Imagining the Poorly Known Adversary

A key principle of effective foreign policy is to make accurate default assumptions about the make-up of an enemy regime. To treat the enemy as evil, homogenous, and unchanging is the most self-defeating mental model imaginable.

…when all Rome was divided into three powerful parties, that of Pompey, that of Caesar, and that of Crassus (for Cato’s reputation was greater than his power, and men admired him more than they followed him), it was the thoughtful and conservative part of the city which attached itself to Pompey, the violent and volatile part which supported the hopes of Caesar, while Crassus took a middle ground and drew from both. [Plutarch, Life of Crassus.]

This classic exemplar of factionalism constitutes a good initial model for analyzing any political system that one does not know. Thus, foreign policy decision-makers attempting to formulate policy toward a poorly known adversary might begin, rather than by assuming a unitary state actor, by assuming that their adversary consisted of three opposing factions warily circling each other in an endless domestic political dance. Such a perspective might be wrong but would almost surely in most cases contain a greater element of truth than the simplistic assumption of a unitary state actor.
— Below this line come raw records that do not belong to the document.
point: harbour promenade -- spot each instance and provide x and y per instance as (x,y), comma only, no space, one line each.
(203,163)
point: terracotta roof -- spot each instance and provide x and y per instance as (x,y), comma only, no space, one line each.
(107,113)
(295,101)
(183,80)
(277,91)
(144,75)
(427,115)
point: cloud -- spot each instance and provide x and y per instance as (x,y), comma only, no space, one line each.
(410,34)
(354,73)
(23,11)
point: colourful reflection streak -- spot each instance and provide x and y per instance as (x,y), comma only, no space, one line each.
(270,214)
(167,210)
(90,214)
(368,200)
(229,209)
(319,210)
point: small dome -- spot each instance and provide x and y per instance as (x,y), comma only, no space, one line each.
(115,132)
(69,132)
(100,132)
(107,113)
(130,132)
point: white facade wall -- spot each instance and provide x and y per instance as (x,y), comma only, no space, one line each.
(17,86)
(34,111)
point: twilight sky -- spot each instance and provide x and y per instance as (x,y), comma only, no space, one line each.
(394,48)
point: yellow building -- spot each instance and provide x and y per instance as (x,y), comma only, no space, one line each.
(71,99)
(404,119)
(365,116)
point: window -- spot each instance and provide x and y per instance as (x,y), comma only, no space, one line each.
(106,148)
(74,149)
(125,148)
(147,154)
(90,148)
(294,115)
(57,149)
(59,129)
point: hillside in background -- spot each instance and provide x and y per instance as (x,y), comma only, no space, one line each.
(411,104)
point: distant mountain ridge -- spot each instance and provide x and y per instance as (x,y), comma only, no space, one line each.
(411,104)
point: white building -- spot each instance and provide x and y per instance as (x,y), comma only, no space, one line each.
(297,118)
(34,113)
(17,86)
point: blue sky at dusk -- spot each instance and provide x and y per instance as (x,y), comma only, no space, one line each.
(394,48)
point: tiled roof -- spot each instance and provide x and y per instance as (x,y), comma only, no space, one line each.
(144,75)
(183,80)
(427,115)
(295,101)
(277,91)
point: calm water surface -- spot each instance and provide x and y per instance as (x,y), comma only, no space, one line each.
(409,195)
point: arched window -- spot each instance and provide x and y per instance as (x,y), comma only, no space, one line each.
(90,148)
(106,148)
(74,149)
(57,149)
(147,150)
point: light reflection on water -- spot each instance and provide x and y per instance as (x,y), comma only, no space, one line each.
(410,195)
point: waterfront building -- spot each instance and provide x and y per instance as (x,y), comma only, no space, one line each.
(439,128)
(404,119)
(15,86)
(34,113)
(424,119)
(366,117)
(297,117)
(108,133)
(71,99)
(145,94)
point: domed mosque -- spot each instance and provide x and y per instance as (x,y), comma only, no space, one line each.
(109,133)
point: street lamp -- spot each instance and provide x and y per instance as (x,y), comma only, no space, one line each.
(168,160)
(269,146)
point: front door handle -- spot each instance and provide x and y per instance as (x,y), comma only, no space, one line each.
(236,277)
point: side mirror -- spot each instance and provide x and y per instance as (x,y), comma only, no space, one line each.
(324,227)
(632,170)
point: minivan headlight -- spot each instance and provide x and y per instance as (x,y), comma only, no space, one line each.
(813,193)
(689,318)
More, the blind assumption of a tripartite factional structure of the enemy regime would provoke such questions as, “How do we identify a “thoughtful” faction willing to engage in negotiations?” or “How do we undermine a violent faction before it can gain enough influence to cause us harm?” The latter question would lead naturally to consideration of some unilateral show of moderation – not to engage the “violent and volatile part,” men quite likely to reject any offer of compromise, but to provoke the other factions to resist the violent faction’s calls for war.

Noteworthy in Plutarch’s description is the “middle course” of Crassus, a man surely not unique in his lust for gold. Such men are unlikely to sport a “for sale” sign on their backs and may be very difficult to identify from the outside. Assuming they exist is a safe bet and opens the door to designing low-risk economic policies to entice their cooperation.